12 | 12 | 2017

Kritik am MDK und seinen "Begutachtungen"
----Ursprüngliche Nachricht-----

Von: "Dr.Sophinette Becker" Diese E-Mail-Adresse ist vor Spambots geschützt! Zur Anzeige muss JavaScript eingeschaltet sein!
Gesendet: 03.06.07 13:17:01
An: p.d.
Betreff: standards of care

Sehr geehrte Frau D.,

Vielen Dank für Ihre Mail.

Da ich im Moment ziemlich unter Zeitdruck stehe, schicke ich Ihnen zur Verdeutlichung meiner Haltung einen Abschnitt aus einem kürzlich von mir verfassten Obergutachten, wo es auch darum ging, dass jemand (in dem Fall) Hormone "früher" bekommt.

Das Gutachten von Dr. X ist aus fachwissenschaftlicher Sicht in keinem Punkt nachvollziehbar. Das Gutachten zeugt davon, dass der Verfasser keinerlei Erfahrung mit transsexuellen Patienten bzw. mit der Vielfalt transsexueller Verläufe hat und keine Kenntnisse der wissenschaftlichen Literatur zu Transsexualität besitzt. Entsprechend zitiert Dr. X nur aus dem Internet und schreibt die „Standards“ seitenweise, zum Teil nicht mal korrekt ab, ohne sie zu verstehen und ohne sie einordnen zu können. Deshalb wendet Dr. Dörmann die „Standards“ auch völlig formalistisch wie ein Gesetz an, was sie nicht sind. Die „Standards“ (an denen ich maßgeblich mitgewirkt habe) sind vielmehr formalisierte Rahmenbedingungen, die die konkrete Beurteilung des Einzelfalls keineswegs ersetzen. Im Bewusstsein dessen haben die Verfasser der „Standards“ fast in allen formalen Angaben den Zusatz „in der Regel“ hinzugefügt und darauf hingewiesen, dass es begründete Abweichungen geben kann.
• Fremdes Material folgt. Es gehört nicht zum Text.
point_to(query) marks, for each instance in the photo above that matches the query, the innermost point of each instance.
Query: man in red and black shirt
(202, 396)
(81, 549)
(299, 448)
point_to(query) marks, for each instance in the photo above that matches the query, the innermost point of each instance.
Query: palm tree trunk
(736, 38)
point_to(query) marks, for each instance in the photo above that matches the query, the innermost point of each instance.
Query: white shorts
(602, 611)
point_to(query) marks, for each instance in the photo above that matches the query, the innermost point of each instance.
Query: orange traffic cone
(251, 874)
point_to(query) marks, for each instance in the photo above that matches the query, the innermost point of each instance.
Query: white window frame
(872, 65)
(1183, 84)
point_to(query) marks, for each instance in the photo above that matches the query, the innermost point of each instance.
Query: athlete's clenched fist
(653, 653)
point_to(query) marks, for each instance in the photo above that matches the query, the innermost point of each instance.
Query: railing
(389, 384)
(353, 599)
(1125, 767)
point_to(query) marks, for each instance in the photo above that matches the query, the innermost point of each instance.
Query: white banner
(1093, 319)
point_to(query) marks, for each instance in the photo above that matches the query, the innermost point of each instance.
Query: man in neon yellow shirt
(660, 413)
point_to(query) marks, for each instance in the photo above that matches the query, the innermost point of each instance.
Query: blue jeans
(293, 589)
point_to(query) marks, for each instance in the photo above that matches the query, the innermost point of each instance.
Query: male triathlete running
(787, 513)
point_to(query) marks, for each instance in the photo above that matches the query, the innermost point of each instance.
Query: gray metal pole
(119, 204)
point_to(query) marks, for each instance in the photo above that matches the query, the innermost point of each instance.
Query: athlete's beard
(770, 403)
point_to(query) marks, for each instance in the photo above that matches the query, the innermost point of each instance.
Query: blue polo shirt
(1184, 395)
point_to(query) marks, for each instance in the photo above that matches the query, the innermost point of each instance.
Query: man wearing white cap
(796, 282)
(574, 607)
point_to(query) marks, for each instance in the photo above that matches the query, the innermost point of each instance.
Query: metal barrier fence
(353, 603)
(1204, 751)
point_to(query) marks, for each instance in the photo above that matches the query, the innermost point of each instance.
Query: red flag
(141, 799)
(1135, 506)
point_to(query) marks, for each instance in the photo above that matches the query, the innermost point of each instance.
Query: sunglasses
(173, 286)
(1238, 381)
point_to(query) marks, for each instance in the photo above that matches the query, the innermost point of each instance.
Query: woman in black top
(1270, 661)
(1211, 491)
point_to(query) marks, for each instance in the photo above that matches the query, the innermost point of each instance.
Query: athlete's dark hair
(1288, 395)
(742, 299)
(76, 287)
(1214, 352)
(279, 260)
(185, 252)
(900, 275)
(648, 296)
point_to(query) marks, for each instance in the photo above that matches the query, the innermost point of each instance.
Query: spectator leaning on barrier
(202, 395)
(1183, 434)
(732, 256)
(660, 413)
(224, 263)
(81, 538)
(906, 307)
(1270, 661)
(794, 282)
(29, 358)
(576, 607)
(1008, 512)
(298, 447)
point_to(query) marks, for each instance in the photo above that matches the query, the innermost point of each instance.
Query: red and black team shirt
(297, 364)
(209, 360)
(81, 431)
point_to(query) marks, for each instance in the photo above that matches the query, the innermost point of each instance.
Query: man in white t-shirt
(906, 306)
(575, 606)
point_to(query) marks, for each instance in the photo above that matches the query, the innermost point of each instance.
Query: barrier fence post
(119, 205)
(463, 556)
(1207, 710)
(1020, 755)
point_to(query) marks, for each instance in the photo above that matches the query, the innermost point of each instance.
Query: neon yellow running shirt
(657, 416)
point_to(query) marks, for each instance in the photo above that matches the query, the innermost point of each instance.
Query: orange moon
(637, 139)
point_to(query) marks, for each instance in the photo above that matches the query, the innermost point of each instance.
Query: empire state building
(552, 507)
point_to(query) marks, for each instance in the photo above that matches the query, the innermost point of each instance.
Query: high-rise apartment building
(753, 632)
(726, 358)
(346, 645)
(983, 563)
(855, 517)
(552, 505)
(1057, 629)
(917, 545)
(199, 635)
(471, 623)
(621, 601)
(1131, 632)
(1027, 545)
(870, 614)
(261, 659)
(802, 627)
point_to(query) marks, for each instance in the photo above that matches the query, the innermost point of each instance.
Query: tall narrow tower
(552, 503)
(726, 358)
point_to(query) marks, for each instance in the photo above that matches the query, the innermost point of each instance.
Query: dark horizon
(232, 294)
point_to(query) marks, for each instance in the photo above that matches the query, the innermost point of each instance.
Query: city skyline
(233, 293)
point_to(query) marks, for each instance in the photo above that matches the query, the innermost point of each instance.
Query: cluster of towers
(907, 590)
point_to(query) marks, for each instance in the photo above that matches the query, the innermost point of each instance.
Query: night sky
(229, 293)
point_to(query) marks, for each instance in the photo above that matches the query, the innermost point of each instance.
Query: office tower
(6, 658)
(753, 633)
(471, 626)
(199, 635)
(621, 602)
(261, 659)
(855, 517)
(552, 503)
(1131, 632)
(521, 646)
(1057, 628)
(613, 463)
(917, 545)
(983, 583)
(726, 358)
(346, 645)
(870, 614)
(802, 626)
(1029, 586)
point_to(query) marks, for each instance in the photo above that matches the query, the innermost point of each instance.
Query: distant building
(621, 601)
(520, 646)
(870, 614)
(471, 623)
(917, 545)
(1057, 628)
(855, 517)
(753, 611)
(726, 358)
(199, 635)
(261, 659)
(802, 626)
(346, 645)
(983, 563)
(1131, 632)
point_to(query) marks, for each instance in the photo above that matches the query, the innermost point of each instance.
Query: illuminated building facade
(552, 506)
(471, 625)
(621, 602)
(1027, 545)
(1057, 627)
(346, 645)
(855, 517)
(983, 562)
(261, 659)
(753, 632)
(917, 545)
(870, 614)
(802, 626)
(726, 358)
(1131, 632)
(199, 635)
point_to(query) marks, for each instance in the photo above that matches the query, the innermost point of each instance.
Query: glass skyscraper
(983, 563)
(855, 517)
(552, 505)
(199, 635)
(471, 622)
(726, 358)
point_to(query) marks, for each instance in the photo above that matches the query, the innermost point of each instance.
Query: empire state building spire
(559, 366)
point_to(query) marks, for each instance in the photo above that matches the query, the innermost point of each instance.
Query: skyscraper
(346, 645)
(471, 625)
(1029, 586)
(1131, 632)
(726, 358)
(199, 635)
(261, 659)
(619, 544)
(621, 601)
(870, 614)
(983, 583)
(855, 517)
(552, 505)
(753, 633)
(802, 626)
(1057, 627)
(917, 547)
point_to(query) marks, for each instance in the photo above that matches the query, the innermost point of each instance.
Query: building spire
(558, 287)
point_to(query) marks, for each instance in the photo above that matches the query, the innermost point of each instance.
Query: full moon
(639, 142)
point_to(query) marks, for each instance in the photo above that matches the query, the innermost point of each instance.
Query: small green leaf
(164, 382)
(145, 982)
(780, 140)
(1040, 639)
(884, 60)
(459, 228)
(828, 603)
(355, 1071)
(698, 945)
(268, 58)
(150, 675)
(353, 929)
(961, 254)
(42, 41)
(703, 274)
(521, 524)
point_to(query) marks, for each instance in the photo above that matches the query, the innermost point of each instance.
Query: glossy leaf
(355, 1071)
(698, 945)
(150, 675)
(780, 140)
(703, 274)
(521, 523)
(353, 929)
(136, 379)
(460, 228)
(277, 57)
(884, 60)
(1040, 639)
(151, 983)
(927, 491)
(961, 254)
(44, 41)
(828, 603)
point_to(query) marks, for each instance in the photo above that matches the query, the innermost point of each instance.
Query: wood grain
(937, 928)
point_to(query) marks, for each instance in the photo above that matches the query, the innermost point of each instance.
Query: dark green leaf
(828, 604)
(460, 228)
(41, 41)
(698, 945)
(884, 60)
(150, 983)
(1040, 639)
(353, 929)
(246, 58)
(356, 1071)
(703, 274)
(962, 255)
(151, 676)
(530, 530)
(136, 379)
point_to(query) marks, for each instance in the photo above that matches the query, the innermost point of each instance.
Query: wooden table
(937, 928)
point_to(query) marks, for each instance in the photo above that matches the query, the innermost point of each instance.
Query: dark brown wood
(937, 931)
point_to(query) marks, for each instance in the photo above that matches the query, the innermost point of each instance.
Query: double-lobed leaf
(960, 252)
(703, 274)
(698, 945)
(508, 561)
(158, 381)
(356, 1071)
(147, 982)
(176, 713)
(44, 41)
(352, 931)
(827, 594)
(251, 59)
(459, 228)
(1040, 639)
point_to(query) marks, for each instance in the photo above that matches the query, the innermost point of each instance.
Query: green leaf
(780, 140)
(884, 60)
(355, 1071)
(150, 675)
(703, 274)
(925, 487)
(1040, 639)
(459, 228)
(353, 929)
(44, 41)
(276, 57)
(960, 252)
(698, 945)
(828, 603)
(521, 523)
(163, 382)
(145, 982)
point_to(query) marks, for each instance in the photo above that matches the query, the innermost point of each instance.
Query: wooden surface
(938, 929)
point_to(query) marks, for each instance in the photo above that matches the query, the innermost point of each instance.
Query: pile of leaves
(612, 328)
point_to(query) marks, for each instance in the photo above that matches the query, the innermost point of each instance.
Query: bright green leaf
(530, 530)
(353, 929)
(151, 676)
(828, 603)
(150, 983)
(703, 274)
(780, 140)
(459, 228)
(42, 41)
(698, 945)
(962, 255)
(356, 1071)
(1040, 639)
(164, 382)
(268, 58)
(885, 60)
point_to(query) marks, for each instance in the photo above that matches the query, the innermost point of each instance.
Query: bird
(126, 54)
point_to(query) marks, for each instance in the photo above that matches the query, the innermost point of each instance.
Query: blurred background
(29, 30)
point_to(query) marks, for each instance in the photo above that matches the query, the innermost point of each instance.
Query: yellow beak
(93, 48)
Ein kompetenter Gutachter in Sachen Transsexualität kennt nicht nur die deutschen Standards, sondern ebenso die internationalen „Standards of Care“ der Harry Benjamin International Gender Dysphoria Association und urteilt darüber hinaus auf der Basis der eigenen Kenntnis zahlreicher transsexueller Verläufe.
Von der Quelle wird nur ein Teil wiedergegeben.